On a different note, something I’m planning to do for the TagFest is, rather than (solely) approaching it game-by-game, thinking about a descriptor that applies to multiple games I’ve played and then adding that tag to all those games.
And back to the subject of general IFDB tag handling, I found these three existing issues on GitHub:
So I will make a new one solely about the all-tags lists. I do hope the discussion here can maybe prompt these 3-plus-year-old issues being addressed! I know nothing about writing code for such things, so sadly I can’t be of any help in that way…
Edit: I don’t know how to remove those giant GitHub preview boxes
Regarding tag management, I can only repeat: “It’s fine. (Really!)” And also: “Tags are by their nature free-form, uncontrolled and messy.”
Rather than argue about which tags should and shouldn’t be there, I would encourage anyone interested in standardization make suggestions in this thread (or, better, in a related subject area-specific thread to which I can link above) for new tags and their intended meaning(s). For example, some “mood” categorizations have already been suggested.
If you want two tags to have the same meaning, lay out your argument. You may be surprised to hear opposing opinions. (To use bg’s specific example of bird vs. birds: Suppose I say “Bird are an important feature of that game.” See what I mean?)
Thinking about a tag’s utility in advance (as per the guidelines and alyshkalia’s post above) is a very good idea. Sharing your scheme is also a good idea. Every person who likes your proposed scheme can adopt and use it; consensus is in the doing. The process is very democratic but also anarchic. Even without central management, it will still improve the situation.
You don’t need anyone’s permission to create or apply a tag. Just go ahead and do it! (…but please check the spelling first.)
Seeing so much discussion about the tagging system motivates me to look into the pull request thing and see if there’s anything I can do to improve it. A lot of the quibbles people have with tags are the kind of thing you need to go into the code to fix, and I might be able to figure that out if I had a few days… Maybe. No guarantees, but I can try to see if I can accomplish anything by the end of October. I imagine implementing even one of the suggestions mentioned above could make stuff go smoother.
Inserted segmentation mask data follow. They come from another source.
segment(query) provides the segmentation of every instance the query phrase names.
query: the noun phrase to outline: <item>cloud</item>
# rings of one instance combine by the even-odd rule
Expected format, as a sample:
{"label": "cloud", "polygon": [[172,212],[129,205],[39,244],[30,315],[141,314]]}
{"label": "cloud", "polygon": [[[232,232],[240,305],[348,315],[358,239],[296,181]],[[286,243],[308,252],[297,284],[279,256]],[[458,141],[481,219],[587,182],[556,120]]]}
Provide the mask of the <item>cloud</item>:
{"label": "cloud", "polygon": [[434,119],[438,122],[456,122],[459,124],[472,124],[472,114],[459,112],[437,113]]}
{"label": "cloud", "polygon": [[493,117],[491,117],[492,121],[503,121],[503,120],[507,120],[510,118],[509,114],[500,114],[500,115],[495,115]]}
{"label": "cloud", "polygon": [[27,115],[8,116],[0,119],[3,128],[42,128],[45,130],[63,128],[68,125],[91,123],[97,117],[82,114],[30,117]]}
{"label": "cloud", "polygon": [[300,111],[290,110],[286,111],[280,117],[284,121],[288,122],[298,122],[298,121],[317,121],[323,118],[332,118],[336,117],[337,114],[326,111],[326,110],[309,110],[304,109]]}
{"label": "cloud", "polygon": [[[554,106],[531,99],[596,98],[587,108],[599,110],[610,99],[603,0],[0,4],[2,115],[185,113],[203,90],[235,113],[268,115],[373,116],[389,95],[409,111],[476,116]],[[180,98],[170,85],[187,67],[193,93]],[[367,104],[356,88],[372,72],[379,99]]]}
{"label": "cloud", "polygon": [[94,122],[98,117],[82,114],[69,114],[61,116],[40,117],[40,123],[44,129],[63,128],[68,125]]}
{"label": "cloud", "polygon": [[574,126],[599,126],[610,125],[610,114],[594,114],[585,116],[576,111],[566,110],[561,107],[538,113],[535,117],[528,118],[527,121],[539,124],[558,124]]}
Bonus task: If anyone has the chance to look at the genre category of games (i.e. the actual category, not tags) while tagging, it might be helpful to do some standardization there. If listing multiple genres for a game, I would suggest that they be separated by commas or slashes, with the most relevant (in your view) being first on the list.
Here is a list of valid-seeming genres in use (ordered high to low frequency) as of the start of September:
At first I thought you were suggesting tags that list multiple genres in the same tag, but now I think you must be talking about the genre field, not the tags. Is that right?